When asked about Black Crow’s data retention policies, Harris said that user data isn’t shared across different retailers and that the platform only uses customers’ own first-party data. While Black Crow claims that it doesn’t share or sell data externally, the company retains user data for one year unless a user or brand requests for it to be deleted.

“The predictions we generate are another unit of that company’s first party data — it’s central intelligence that our customers own,” Harris clarified. “We are simply a processor giving them back processed, high-quality first-party data in the form of predictions.”

Predicting events on the fly

Broadly speaking, AI in retail is a burgeoning tech category, with the vast majority of retailers participating in a recent KPMG study saying their employees are prepared — and have the skills — for AI adoption. Retail business leaders responding to the survey expect that AI will have the biggest impact in customer intelligence, inventory management and chatbots for customer service, creating a virtuous adoption-investment cycle in the coming years.

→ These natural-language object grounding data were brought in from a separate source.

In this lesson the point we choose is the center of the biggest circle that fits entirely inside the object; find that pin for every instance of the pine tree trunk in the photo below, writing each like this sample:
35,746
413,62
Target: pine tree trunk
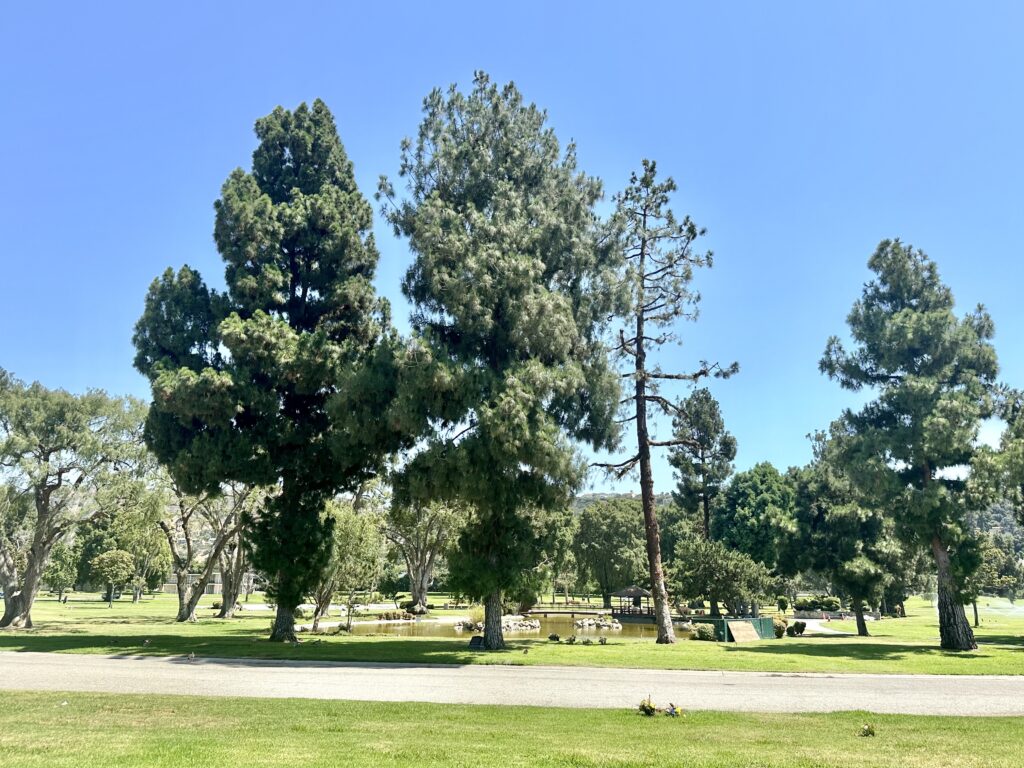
494,638
858,609
954,630
663,613
419,585
284,625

“[I]t’s extremely complex to leverage real-time streaming data, but companies like Amazon generate huge commercial upside by using this data,” Harris said. “Black Crow’s first use case is optimizing digital commerce brands growth and efficiency. As the data landscape has changed, these customers have been forced to stop relying on the big platforms and data vendors — and instead to start making the most of their own first-party data assets.”

Not all retailers are climbing aboard the AI train. Nearly half of respondents to the KPMG survey cited cybersecurity breaches and possible bias as their top concerns about the technology, while 75% said they believe AI is more “of hype than reality.”

But Harris claims that more than 225 companies have Black Crow’s integration — which has generated over 1 billion predictions per month — installed. (It’s unclear how many of those are paying customers, as Black Crow offers a free 30-day trial.) Among the early adopters are Solo Stove, Sakara Life and Liquid IV.

“Black Crow was founded during the pandemic; the world moved to digital commerce at exactly the same time that changes in the data landscape made owning and leveraging data in a privacy-friendly way a key priority for companies everywhere,” Harris said. “The Black Crow team has already grown by over 150% in 2022 [to 40 employees] to meet the exponential growth in market demand for its machine-learned predictions.”